まずデッドプールのキャラ!めっちゃいいです!
おそらくこれまでのマーベルのキャラで一番魅力的かつ人間的(能力は中学生の将来の夢みたいな、ずばり「死なない」という一番ぶっ飛んだやつだけど笑)。
どんな危機的状況でも常に軽口をたたき、しかも下ネタ、ブラックジョークのオンパレード。さらにはフィクションと現実世界の間にあるという「第4の壁」も平気で破ってきます笑
これらのやり取りの多くは、まだアメリカ文化を理解しきってない僕はそこで結構つまづきましたが、それでも面白いやりとりは多いです!しかもちゃんと笑える!
そして映画自体もそうだけどかなり暴力的。スーパーヒーロー映画で、しかもマーベルなのに血の量はまさしく出血大サービスで、さらに切株描写満載。
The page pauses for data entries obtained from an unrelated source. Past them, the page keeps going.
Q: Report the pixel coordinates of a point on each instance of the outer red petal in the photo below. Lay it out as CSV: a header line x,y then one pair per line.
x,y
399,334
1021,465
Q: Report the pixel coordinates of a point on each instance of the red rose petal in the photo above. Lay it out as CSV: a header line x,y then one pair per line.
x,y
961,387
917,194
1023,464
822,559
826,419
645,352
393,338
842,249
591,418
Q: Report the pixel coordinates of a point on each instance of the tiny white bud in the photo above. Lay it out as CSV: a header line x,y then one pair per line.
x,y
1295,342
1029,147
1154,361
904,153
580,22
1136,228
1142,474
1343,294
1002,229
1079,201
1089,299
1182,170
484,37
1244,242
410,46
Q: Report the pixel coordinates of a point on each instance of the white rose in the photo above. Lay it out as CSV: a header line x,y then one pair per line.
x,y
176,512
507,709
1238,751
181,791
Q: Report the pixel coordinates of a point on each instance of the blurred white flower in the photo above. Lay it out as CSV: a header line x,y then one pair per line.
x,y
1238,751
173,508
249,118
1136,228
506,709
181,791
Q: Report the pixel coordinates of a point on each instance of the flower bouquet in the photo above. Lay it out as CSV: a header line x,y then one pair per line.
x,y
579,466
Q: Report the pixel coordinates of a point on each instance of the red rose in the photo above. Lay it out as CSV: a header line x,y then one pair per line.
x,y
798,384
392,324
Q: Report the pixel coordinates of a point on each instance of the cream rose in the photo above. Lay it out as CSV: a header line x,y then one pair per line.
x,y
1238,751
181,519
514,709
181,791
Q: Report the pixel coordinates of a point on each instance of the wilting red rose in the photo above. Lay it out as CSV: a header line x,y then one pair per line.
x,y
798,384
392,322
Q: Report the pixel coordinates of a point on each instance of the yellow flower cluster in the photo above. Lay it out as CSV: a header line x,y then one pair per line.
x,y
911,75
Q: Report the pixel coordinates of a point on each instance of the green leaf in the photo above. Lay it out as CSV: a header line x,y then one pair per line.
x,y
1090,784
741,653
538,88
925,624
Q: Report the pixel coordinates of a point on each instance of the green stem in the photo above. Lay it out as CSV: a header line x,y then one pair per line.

あまりに過激すぎて、中国では暴力や性描写を国が勝手にカットして上映することがあるそうですが、今作に関しては上映しないことに決めたそう。というのも暴力シーンがなくなると話が分からなくなる、というのが理由らしい笑
そんなデッドプールを演じたのが今作でプロデューサーも務めるライアン・レイノルズ。
この人、今まであんまりパッとしなかったというか、どの作品に出てても背が高くてマッチョな2枚目俳優(ちょっとクリス・エヴァンスとかぶるところがある)でしたが、今回はまさしく適役を見つけたという感じ!
飄々としたデッドプールの魅力を存分に発揮できていたと思います!
ただ実は彼がデッドプールを演じたのはこれが2回目。
最初の登場時(『ウルヴァリン:X-MEN ZERO』というX-MENシリーズのスピンオフ作品)は目も当てられないほどひどかった。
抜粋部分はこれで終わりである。